The COVID-19 pandemic has had a significant impact on students' academic performance. The effects of the pandemic have varied among students, but some general trends have emerged. One of the primary challenges for students during the pandemic has been the disruption of their study habits. Students getting used to online learning routines might find it even more challenging to perform well in face to face learning. Therefore, assessing various potential risk factors associated with students low performance and its prediction is important for early intervention. As students' performance data encompass diverse behaviors, standard machine learning methods find it hard to get useful insights for beneficial practical decision making and early interventions. Therefore, this research explores regularized ensemble learning methods for effectively analyzing students' performance data and reaching valid conclusions. To this end, three pruning strategies are implemented for the random forest method. These methods are based on out-of-bag sampling, sub-sampling and sub-bagging. The pruning strategies discard trees that are adversely affected by the unusual patterns in the students data forming forests of accurate and diverse trees. The methods are illustrated on an example data collected from university students currently studying on campus in a face-to-face modality, who studied during the COVID-19 pandemic through online learning. The suggested methods outperform all the other methods considered in this paper for predicting students at the risk of academic failure. Moreover, various factors such as class attendance, students interaction, internet connectivity, pre-requisite course(s) during the restrictions, etc., are identified as the most significant features.

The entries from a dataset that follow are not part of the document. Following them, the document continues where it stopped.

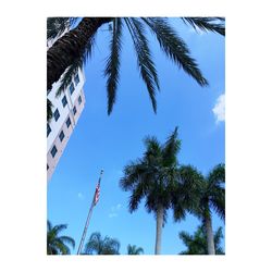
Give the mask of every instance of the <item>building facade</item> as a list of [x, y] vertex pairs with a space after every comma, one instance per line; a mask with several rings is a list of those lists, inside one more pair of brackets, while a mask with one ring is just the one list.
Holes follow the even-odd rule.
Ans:
[[52, 120], [47, 123], [47, 181], [49, 182], [67, 145], [85, 106], [83, 86], [85, 75], [82, 70], [72, 79], [70, 86], [55, 97], [60, 83], [53, 84], [47, 95], [53, 104]]

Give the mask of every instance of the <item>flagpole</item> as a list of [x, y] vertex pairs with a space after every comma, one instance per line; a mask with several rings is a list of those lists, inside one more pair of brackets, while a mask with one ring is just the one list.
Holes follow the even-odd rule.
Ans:
[[[103, 174], [103, 170], [101, 170], [101, 172], [100, 172], [98, 184], [100, 184], [100, 182], [101, 182], [102, 174]], [[79, 244], [78, 249], [77, 249], [77, 255], [81, 255], [81, 252], [82, 252], [82, 247], [83, 247], [84, 239], [85, 239], [85, 236], [86, 236], [86, 233], [87, 233], [87, 230], [88, 230], [90, 215], [91, 215], [92, 209], [94, 209], [94, 207], [96, 205], [95, 203], [95, 198], [96, 198], [96, 191], [95, 191], [95, 195], [94, 195], [90, 208], [89, 208], [89, 213], [88, 213], [88, 217], [87, 217], [87, 220], [86, 220], [86, 224], [85, 224], [85, 227], [84, 227], [84, 231], [83, 231], [83, 236], [82, 236], [82, 239], [81, 239], [81, 244]]]

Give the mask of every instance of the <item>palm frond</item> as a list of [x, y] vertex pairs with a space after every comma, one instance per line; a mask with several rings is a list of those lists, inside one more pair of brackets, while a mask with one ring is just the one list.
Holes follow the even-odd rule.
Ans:
[[156, 35], [162, 51], [172, 59], [178, 67], [196, 79], [200, 86], [207, 86], [208, 81], [202, 76], [196, 61], [189, 55], [189, 49], [166, 20], [158, 17], [141, 17]]
[[123, 190], [129, 190], [135, 187], [135, 185], [140, 180], [140, 176], [145, 173], [146, 166], [140, 160], [136, 162], [131, 162], [124, 168], [124, 176], [120, 180], [120, 187]]
[[175, 127], [174, 132], [169, 136], [166, 143], [163, 145], [163, 161], [165, 165], [173, 165], [176, 164], [176, 156], [181, 150], [182, 141], [177, 139], [177, 126]]
[[208, 174], [207, 181], [212, 185], [220, 183], [225, 183], [225, 164], [218, 164], [212, 171]]
[[110, 41], [111, 53], [108, 57], [104, 76], [107, 77], [108, 115], [111, 114], [116, 99], [116, 88], [120, 74], [120, 53], [122, 49], [122, 20], [113, 20], [112, 39]]
[[55, 92], [55, 97], [59, 97], [72, 83], [73, 77], [77, 74], [78, 69], [83, 69], [83, 66], [87, 63], [87, 60], [90, 58], [92, 53], [94, 42], [95, 42], [96, 35], [91, 36], [88, 46], [85, 48], [85, 52], [82, 57], [73, 62], [70, 65], [64, 74], [61, 76], [60, 86]]
[[71, 28], [77, 17], [48, 17], [47, 18], [47, 40], [61, 36], [66, 29]]
[[70, 255], [70, 248], [62, 243], [60, 238], [57, 238], [54, 242], [55, 249], [58, 250], [59, 254], [61, 255]]
[[63, 243], [63, 244], [69, 244], [71, 245], [73, 248], [75, 248], [75, 240], [69, 236], [61, 236], [59, 237], [59, 239]]
[[52, 102], [47, 98], [47, 122], [50, 122], [53, 116], [53, 104]]
[[144, 25], [136, 18], [124, 20], [133, 39], [141, 78], [147, 86], [153, 111], [157, 113], [156, 86], [159, 89], [159, 79], [148, 46], [148, 39], [145, 36]]
[[225, 36], [225, 24], [221, 23], [225, 20], [223, 17], [182, 17], [185, 24], [189, 24], [194, 27], [203, 32], [214, 32], [222, 36]]
[[222, 189], [220, 193], [217, 196], [210, 197], [210, 206], [225, 221], [225, 191]]

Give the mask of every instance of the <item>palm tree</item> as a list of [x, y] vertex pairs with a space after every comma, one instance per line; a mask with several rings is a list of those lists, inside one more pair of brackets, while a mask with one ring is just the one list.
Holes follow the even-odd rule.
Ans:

新冠疫情对学生的学业表现产生了重大影响。疫情对学生的影响各不相同,但出现了一些普遍趋势。疫情期间,学生面临的主要挑战之一是学习习惯的中断。习惯于在线学习的学生可能会发现,在面对面学习中表现出色更加具有挑战性。因此,评估与学生低绩效相关的各种潜在风险因素及其预测对于早期干预至关重要。由于学生的表现数据包含多种行为,因此标准的机器学习方法很难为有益的实际决策和早期干预提供有用的见解。因此,本研究探讨了正则化集成学习方法,以有效地分析学生的表现数据并得出有效结论。为此,针对随机森林方法实施了三种剪枝策略。这些方法基于袋外抽样、子抽样和子装袋。剪枝策略丢弃了受学生数据中异常模式影响的树木,从而形成了准确多样的树木森林。该方法应用于从目前正在以面对面模式在校园学习的大学生那里收集的示例数据,这些学生在新冠疫情期间通过在线学习。所提出的方法在预测有学术失败风险的学生方面优于本文中考虑的所有其他方法。此外,还确定了各种因素,如课堂出勤率、学生互动、互联网连接、限制期间的先修课程等,这些因素是最重要的特征。